Phase 4: Wire Into Clawdbot Runtime
Time: 30-60 minutes Risk: Medium (changes bot behavior)
This requires modifying Clawdbot's code to use the new memory system.
4.1 Create Memory Interface Module
Location: ~/.clawdbot/workspace/memory_interface.py
"""
Memory interface for Clawdbot runtime.
Import this in your bot's message handler.
"""
from memory_retrieval import (
search_memories,
add_memory,
get_recent_memories,
supersede_memory
)
def get_context_for_message(message, guild_id, channel_id, user_id):
"""
Get relevant memory context for responding to a message.
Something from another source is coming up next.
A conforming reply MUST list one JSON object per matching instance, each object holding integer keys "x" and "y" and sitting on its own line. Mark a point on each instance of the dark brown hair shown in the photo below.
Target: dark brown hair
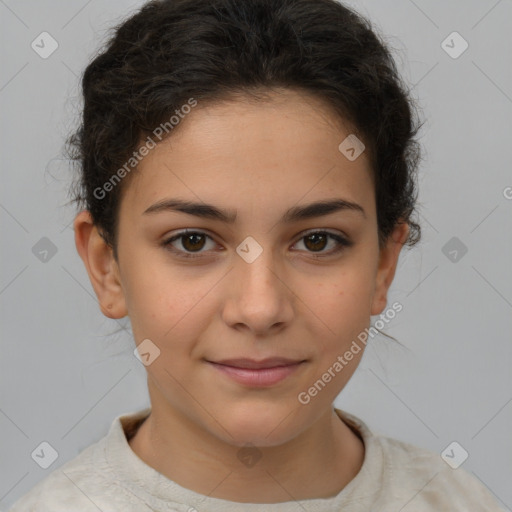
{"x": 173, "y": 50}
Call this before generating a response.
"""
# Search for relevant memories
results = search_memories(
query=message,
guild_id=guild_id,
limit=5
)
if not results:
# Fall back to recent memories for this guild
results = get_recent_memories(guild_id=guild_id, limit=3)
# Format for context injection
context_lines = []
for r in results:
context_lines.append(f"[Memory] {r['content']}")
return "\n".join(context_lines)
def should_remember(response_text):
"""
Check if the bot's response indicates something should be remembered.
"""
triggers = [
"i'll remember",
"i've noted",
"got it",
"noted",
"understood",
]
lower = response_text.lower()
return any(t in lower for t in triggers)
def extract_and_store(message, response, guild_id, channel_id, user_id):
"""
If the response indicates learning, extract and store the memory.
"""
if not should_remember(response):
return None
# The message itself is what should be remembered
memory_id = add_memory(
content=message,
memory_type="fact",
guild_id=guild_id,
channel_id=channel_id,
user_id=user_id,
source="conversation"
)
return memory_id
4.2 Integration Points
In Clawdbot's message handler:
# Before generating response:
memory_context = get_context_for_message(
message=user_message,
guild_id=str(message.guild.id) if message.guild else None,
channel_id=str(message.channel.id),
user_id=str(message.author.id)
)
# Inject into prompt:
system_prompt = f"""
{base_system_prompt}
Relevant memories:
{memory_context}
"""
# After generating response:
extract_and_store(
message=user_message,
response=bot_response,
guild_id=...,
channel_id=...,
user_id=...
)
Phase 5: Deprecate Old System
Time: 5 minutes Risk: Low (keep files, just stop using)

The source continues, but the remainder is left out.